The Grazing Game is so simple but powerful enough to change behavior and emotions. The easiest, scientifically endorsed methods to train and socialize your dog involve food. If we couldn’t go to the grocery store and bring home bags of groceries, we would be asking, “Who’s got the food? What can I do for the people who have the food!”
The power of food
Use your dog's daily ration of food calories to train basic skills and to help him overcome socialization difficulties. Food can be used as a reward, to enhance emotional connections and dispel fear. It can effectively focus, redirect, distract, and calm a hyperactive, fearful, or noise-phobic dog, and safely treat all types of aggression.

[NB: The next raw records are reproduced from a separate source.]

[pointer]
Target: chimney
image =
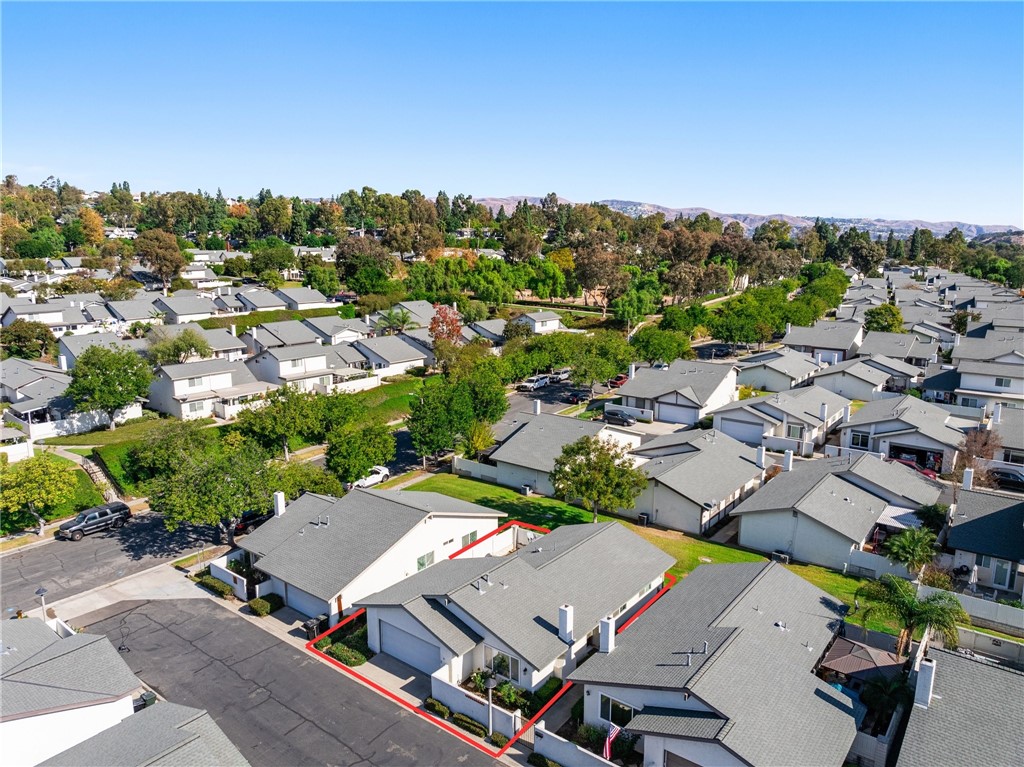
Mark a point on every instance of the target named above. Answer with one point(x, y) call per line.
point(607, 629)
point(926, 683)
point(565, 624)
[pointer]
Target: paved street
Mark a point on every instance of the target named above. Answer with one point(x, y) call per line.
point(69, 567)
point(276, 704)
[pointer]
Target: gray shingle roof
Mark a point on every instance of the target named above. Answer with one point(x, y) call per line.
point(40, 672)
point(750, 668)
point(988, 523)
point(974, 718)
point(540, 440)
point(162, 735)
point(364, 524)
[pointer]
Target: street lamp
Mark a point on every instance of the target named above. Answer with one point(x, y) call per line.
point(491, 684)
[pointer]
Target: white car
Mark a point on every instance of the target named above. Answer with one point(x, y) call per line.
point(377, 475)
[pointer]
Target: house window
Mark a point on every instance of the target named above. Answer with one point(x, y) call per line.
point(425, 561)
point(860, 439)
point(614, 712)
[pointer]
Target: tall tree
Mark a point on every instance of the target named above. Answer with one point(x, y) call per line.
point(107, 379)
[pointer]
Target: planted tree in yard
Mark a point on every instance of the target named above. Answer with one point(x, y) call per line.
point(599, 473)
point(33, 486)
point(897, 599)
point(107, 379)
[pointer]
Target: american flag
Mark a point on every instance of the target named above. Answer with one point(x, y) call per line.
point(612, 734)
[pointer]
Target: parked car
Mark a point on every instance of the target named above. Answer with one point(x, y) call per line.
point(108, 516)
point(920, 469)
point(377, 475)
point(534, 383)
point(1008, 478)
point(619, 418)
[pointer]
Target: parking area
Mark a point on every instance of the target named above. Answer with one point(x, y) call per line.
point(279, 705)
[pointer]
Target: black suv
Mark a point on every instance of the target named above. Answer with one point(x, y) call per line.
point(108, 516)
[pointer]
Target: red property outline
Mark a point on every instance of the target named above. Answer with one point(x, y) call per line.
point(436, 721)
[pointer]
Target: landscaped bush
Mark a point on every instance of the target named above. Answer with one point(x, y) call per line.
point(470, 725)
point(436, 707)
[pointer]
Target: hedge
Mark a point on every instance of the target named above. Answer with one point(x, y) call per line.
point(470, 725)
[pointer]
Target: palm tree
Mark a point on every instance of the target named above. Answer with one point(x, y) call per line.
point(897, 599)
point(913, 548)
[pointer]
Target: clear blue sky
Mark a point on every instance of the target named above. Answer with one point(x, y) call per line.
point(911, 111)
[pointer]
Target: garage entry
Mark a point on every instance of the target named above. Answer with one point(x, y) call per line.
point(743, 431)
point(410, 649)
point(675, 414)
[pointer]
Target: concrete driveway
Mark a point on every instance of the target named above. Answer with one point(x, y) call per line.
point(278, 705)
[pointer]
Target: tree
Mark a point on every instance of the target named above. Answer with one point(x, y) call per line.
point(27, 340)
point(598, 472)
point(168, 347)
point(33, 486)
point(897, 599)
point(159, 252)
point(884, 318)
point(913, 548)
point(351, 453)
point(654, 344)
point(107, 379)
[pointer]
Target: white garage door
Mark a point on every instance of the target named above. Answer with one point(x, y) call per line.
point(742, 431)
point(676, 414)
point(410, 649)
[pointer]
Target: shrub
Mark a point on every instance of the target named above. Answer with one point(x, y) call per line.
point(436, 707)
point(470, 725)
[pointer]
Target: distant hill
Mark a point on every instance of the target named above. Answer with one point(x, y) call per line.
point(753, 220)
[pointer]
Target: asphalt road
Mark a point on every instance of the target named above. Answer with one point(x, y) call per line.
point(69, 567)
point(278, 705)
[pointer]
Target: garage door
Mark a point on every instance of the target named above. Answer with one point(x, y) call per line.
point(676, 414)
point(742, 431)
point(410, 649)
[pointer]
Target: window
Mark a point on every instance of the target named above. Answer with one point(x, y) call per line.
point(614, 712)
point(860, 439)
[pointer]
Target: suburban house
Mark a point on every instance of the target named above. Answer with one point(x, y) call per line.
point(682, 393)
point(909, 429)
point(178, 310)
point(389, 355)
point(303, 367)
point(301, 298)
point(985, 530)
point(525, 616)
point(825, 341)
point(324, 554)
point(967, 710)
point(541, 322)
point(798, 420)
point(527, 456)
point(720, 672)
point(206, 389)
point(835, 511)
point(776, 370)
point(694, 479)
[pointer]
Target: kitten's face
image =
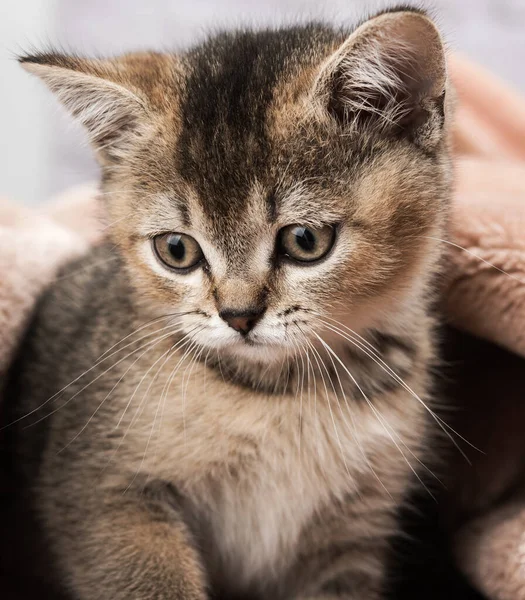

Who can play grazing games?
Dogs are born scavengers. Setting up grazing opportunities gives your dog a job he likes that keeps him engaged and doing something appropriate. Grazing Games are naturally occurring species-specific activities your dog is designed to enjoy. They're both mentally and physically stimulating for your dog. All dogs including puppies, geriatric, grieving, and dogs recovering from injuries find grazing fun.
Here’re some of my favorite Grazing Games:
- Scatter Breakfast and/or Dinner. No need to feed from a bowl. That’s something humans, not dogs like to do. Your dog will find every last piece of premium-quality kibble you’ve thrown out on the patio, walkways, or lawn while you read the newspaper and have your coffee.
- Use Food to Change Emotions. Desensitize fear of the yard, car, location, noise, person, or another dog, by scattering high-value food paired with a low-intensity version of the feared stimulus.
- Separation Anxiety/Housetraining. Pet parents sometimes mistake a separation anxiety issue for a housetraining problem. If you suspect your dog may be afraid to go outside without you, scatter kibble for grazing in the yard – just not on the elimination area.
- Housetraining Accidents. Scatter treats over thoroughly cleaned urination and defection areas. Dogs don’t like to eliminate where they eat.
- Crate training. Scatter food over the floor of the crate to help diffuse fearfulness.
- Environmental Enhancement. Grazing makes almost any environment feel safer and more interesting.
Animal behavior icons from B.F. Skinner to Pavlov and progressive zoos worldwide, control very large and potentially dangerous animals by using the power of food judiciously and wisely. Your dog is easy by comparison!